Music accompanies most films, but rarely is a full-length film made to accompany a piece of music.  One exception is this pretentious and derivative science-fiction head trip, commissioned by the band Angels and Airwaves – the current project of former Blink 182 frontman Tom DeLonge – to tie in with their 2010 album Love.

The first stretch of the film is a feeble imitation of The Thin Red Line, with fragmentary images of the American Civil War backed by a folksy philosophical voiceover.

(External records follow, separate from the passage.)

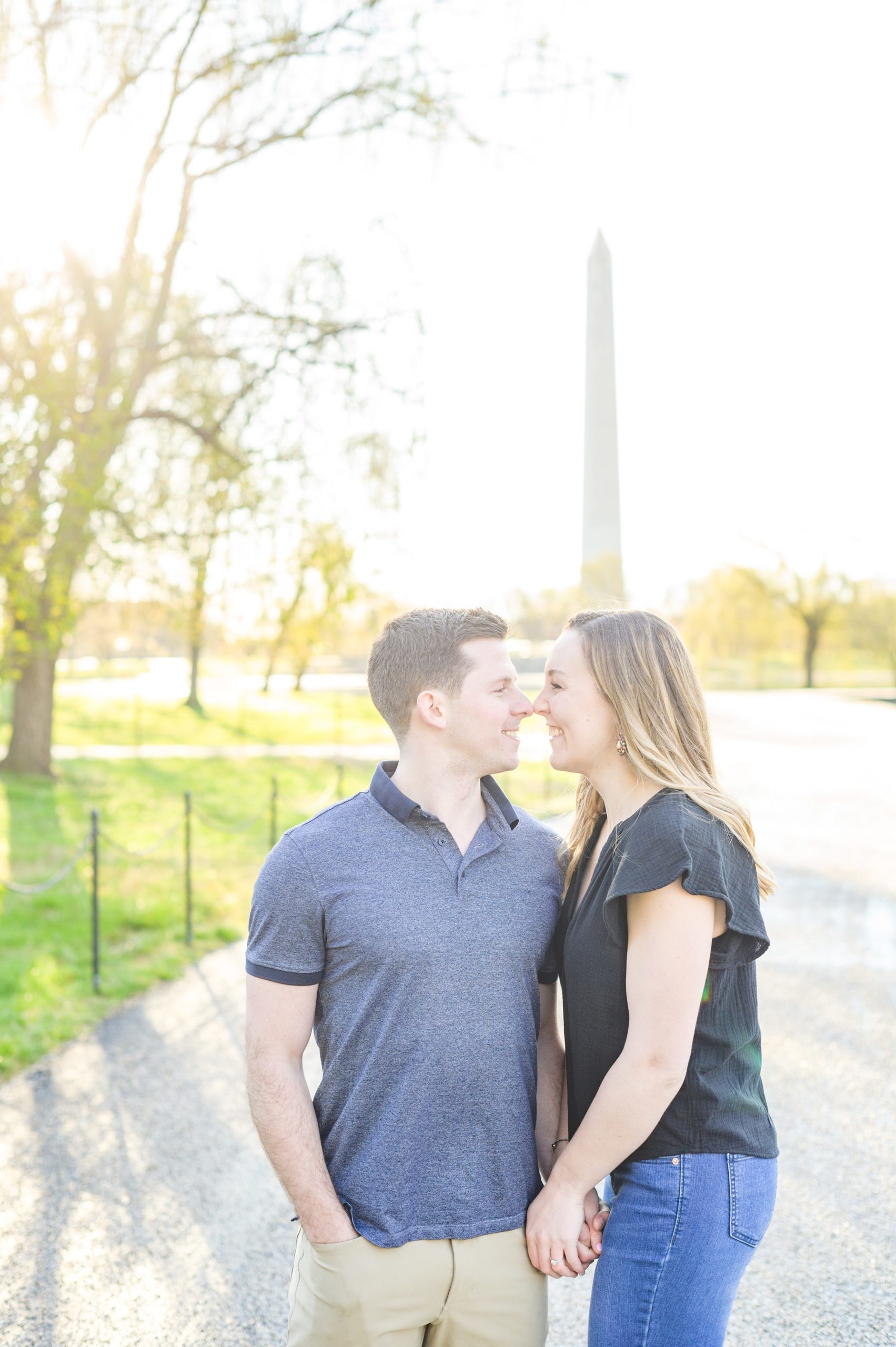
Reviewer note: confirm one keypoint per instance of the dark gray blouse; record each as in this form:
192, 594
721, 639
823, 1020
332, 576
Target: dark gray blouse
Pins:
721, 1107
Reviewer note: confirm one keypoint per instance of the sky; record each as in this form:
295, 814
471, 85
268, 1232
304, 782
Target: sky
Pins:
741, 174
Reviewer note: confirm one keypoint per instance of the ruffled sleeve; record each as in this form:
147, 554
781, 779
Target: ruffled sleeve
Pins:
671, 838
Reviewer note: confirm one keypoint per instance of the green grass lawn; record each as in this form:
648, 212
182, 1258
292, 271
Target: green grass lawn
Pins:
297, 718
46, 992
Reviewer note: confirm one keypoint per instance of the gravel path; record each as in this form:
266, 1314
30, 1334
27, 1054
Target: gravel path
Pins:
136, 1208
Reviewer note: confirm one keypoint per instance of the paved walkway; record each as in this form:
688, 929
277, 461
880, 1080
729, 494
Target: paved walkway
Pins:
139, 1210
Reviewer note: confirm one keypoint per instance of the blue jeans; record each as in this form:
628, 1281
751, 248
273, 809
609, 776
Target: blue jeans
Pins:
678, 1241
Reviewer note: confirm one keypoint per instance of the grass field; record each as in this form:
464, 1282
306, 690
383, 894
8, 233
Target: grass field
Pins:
46, 992
294, 718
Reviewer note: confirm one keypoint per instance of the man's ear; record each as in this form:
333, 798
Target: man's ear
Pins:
431, 709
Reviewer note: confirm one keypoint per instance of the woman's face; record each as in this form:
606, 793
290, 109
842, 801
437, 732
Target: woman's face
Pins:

Then we move onto the main event – a feeble imitation of 2001: A Space Odyssey with the star Gunner Wright alone on screen much of the time as an astronaut far from home and slowly cracking up.

The uneventful storyline might not have been a problem, except that the writer-director William Eubank has no clue how to depict feelings of boredom and frustration without making the viewer feel bored and frustrated as well.  The music is wishy-washy ambient stuff, hard to care about either way.

A sometime camera technician, Eubank reportedly worked on Love for four years, shooting on sets built in his parents' backyard and enlisting the help of the local historical re-enactment club. Under the circumstances, the images are reasonably polished, using an ingenious range of technical tricks – askew close-ups, eerie lighting, restricted depth of field – to make up for limited resources. Eubank may well have a future as a cinematographer, or in the special effects business.  But a filmmaker he ain't.